Je trahirai demain, pas aujourd’hui.
La lime est sous le carreau,
20 La lime n’est pas pour le barreau,
La lime n’est pas pour le bourreau,
La lime est pour mon poignet.
Aujourd’hui je n’ai rien à dire,
Je trahirai demain.
trahirai : will betray
ongles : fingernails
bagues : rings
clous : nails (for carpentry)
abjurer : to give up, to renounce (allegiance to a political party, religion)
lime : file (sharp tool); stone floor tile
le bourreau : torturer/executioner
poignet : wrist
Lisez le titre du poème. Qu’est-ce que le titre suggère ? Cochez toutes les réponses qui vous semblent possibles :
a. La poétesse a l’intention de trahir demain.
b. Chaque jour, la poétesse fait tout son possible pour ne pas trahir.
c. La poétesse ne trahira jamais.
d. La poétesse a déjà trahi.
Parcourez (skim) le poème pour voir si les vers riment.
Trouvez la phrase la plus courte du poème.
Trouvez trois mots ou groupes de mots répétés dans le poème.
Lisez le poème une première fois, silencieusement, sans vous servir du dictionnaire.
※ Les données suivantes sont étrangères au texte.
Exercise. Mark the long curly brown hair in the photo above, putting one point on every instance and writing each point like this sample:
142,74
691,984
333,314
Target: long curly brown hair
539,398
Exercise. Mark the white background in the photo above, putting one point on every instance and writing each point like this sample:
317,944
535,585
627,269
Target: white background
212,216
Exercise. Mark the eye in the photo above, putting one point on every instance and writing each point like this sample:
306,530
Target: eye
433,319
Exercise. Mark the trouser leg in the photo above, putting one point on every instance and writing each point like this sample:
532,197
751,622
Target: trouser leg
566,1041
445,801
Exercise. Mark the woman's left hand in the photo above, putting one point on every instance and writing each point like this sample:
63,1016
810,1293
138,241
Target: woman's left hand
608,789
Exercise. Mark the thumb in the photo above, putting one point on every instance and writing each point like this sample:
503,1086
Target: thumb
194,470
Ensuite, relisez le poème à haute voix, toujours sans dictionnaire. Est-ce que la lecture à haute voix vous aide à comprendre le sens général du poème ?
Relisez le poème attentivement. Quand on lit un roman, il n’est pas nécessaire de comprendre chaque mot du texte. Cependant, quand on lit un poème, il est essentiel de saisir le sens et les nuances de tous les mots.
Lisez d’abord les questions figurant dans la section Compréhension et réactions. Ensuite, lisez le poème. Enfin, répondez à ces questions en classe ou chez vous, selon les indications de votre professeur.
Avant de chercher dans le dictionnaire les mots que vous ne comprenez pas, regardez la section Pour mieux lire. Pouvez-vous deviner le sens de quelques-uns de ces mots ?
arrachez-moi : Aujourd’hui, arrachez-moi les ongles…
le bout : Vous ne savez pas le bout de mon courage.
me résoudre : Il me faut la nuit pour me résoudre.
À votre avis, pourquoi est-ce que Marianne Cohn a écrit ce poème ? Quel public visait-elle ? Regardez une fois de plus les motivations possibles de la poétesse (Anticipation, numéro 2).
Voici quelques stratégies mentales dont Cohn se sert pour ne pas trahir les Résistants (les gens qui résistaient à l’occupation allemande, et qui risquaient leur vie en essayant de reconquérir la France). Elle utilise ces stratégies pour ne pas être forcée par ses bourreaux à divulguer le nom des Résistants qu’elle connaissait ou à révéler des informations secrètes sur la Résistance :
Elle répète des mots et des phrases afin de se convaincre qu’elle doit rester muette.
Elle considère la trahison comme un choix ou une décision à prendre.
Elle remet constamment cette décision au lendemain.
Elle essaie de vivre au jour le jour (one day at a time).
Elle a une grande confiance en sa propre force mentale.
Activité : Imaginez des circonstances personnelles dans lesquelles ces mêmes stratégies vous aideraient, vous fortifieraient ou vous soulageraient.
Pendant l’occupation allemande de la France (1940–1944), les Français ont trouvé des façons actives et passives de résister.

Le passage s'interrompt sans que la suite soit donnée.